Americans across the political spectrum consistently express support for major infrastructure investments. A large, sustained increase in infrastructure investment would benefit the U.S. economy in many ways (see Bivens 2018 for an overview of the benefits), yet no serious increase in infrastructure spending has yet occurred.

This policy memo focuses on one major economic argument in favor of increased infrastructure investment—that it would increase demand for American manufactured goods and, in turn, generate American manufacturing jobs. As this memo shows, more jobs will be created if policymakers take steps to reduce the yawning U.S. trade deficit that allows jobs to “leak” outside the U.S. economy as U.S. spending increases.

Spending in any given economic sector sets off ripple effects, or linkages, across other sectors. For example, an increase in demand for construction-sector output supports construction jobs directly but also supports jobs in industries that supply inputs to the construction sector. Take the case of a large infrastructure project that includes constructing intercity rail transportation. Such a project would create direct jobs in construction (jobs building tunnels and bridges and track beds, and the like). But the project would also create indirect jobs in the industries supplying the wide range of inputs required—such as construction equipment and tools, steel and concrete, and services rendered by environmental and information technology consultants.
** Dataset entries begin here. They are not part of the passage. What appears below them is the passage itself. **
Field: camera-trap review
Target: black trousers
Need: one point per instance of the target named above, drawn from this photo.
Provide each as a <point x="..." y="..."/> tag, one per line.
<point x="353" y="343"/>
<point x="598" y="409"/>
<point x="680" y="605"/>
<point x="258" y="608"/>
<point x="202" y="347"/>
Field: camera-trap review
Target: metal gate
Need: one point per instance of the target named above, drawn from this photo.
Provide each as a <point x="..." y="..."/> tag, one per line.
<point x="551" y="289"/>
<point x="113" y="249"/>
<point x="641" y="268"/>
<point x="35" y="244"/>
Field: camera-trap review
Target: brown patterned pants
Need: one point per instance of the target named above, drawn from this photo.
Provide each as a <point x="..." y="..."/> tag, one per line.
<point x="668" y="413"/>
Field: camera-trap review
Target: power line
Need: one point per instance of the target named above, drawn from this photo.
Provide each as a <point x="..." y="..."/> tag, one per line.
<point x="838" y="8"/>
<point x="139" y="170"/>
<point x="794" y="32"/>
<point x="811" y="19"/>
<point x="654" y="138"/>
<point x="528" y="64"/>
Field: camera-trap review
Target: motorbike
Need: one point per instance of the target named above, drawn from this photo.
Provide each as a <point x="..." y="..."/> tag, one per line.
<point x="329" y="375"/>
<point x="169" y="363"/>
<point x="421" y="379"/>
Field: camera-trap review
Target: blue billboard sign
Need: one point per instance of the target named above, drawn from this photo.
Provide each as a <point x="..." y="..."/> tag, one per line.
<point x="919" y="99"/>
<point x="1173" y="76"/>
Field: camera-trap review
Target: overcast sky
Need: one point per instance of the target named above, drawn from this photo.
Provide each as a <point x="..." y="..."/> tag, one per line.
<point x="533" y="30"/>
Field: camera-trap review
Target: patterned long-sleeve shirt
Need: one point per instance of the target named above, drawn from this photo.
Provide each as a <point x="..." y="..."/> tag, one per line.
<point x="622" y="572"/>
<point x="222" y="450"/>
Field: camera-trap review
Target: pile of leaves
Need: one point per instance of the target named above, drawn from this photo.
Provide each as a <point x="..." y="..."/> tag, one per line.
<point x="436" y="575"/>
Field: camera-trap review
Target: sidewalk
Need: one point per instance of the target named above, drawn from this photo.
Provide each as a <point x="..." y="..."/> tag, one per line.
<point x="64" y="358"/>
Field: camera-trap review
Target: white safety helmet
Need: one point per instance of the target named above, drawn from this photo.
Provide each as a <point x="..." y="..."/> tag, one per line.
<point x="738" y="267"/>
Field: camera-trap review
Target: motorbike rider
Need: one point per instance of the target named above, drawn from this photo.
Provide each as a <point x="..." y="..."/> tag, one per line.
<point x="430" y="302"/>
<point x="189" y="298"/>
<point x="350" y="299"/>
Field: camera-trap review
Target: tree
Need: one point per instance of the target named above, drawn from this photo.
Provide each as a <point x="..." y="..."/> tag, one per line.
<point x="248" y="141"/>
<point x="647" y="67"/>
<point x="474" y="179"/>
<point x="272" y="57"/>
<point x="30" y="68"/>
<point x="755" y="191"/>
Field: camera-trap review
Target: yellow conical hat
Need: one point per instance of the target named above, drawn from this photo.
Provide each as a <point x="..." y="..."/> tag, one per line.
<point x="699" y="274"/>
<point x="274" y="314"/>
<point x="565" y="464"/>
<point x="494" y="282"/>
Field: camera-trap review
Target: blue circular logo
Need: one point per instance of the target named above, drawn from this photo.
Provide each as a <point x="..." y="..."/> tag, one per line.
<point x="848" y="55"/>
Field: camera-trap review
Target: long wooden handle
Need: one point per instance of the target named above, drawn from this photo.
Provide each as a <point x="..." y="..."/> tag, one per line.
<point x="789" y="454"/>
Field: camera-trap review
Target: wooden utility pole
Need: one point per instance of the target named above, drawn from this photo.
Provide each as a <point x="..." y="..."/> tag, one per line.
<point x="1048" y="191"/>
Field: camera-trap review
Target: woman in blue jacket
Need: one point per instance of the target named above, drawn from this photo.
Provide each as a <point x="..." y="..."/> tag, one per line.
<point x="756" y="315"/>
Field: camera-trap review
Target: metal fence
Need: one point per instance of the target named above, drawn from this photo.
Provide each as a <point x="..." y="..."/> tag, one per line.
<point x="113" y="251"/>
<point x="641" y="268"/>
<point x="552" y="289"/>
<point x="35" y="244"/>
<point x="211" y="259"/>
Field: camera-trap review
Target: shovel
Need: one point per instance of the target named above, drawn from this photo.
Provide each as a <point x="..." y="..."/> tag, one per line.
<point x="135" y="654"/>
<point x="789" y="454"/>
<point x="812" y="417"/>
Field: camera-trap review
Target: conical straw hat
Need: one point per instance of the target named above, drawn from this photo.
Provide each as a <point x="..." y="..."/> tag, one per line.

The number of direct and indirect jobs supported by an increase in economywide spending depends in part on how much of this spending goes to purchase imports rather than domestically produced goods and services. In the case of infrastructure investments specifically, the number of U.S. manufacturing jobs supported depends on the share of purchased manufacturing inputs that is produced domestically as opposed to being imported from abroad.

The larger the share of imported inputs, the smaller the number of supplier jobs supported in domestic manufacturing. This policy memo provides an illustrative example of how many manufacturing jobs would be supported under the status quo (i.e., if the import share remains high due to the current large trade deficit) and under an alternative scenario in which the share of manufacturing inputs imported from abroad drops by a third due to a sizable decrease in the manufacturing trade deficit.

We find that by cutting the manufacturing trade deficit to a more sustainable level (by roughly two-thirds), tens of thousands of additional U.S. manufacturing jobs would be supported by any ambitious investment in infrastructure. There are many reasons why we should use the levers of policy to put American manufacturing production on a more-level playing field with global competitors. These policy levers—whether they are moves to ensure that the value of the U.S. dollar falls to a more competitive level in global markets, to stringently enforce trade laws, or to enact “Buy America” provisions that mandate some level of domestic content in government procurement—can help maximize the job creation spurred by infrastructure investment in communities across the country.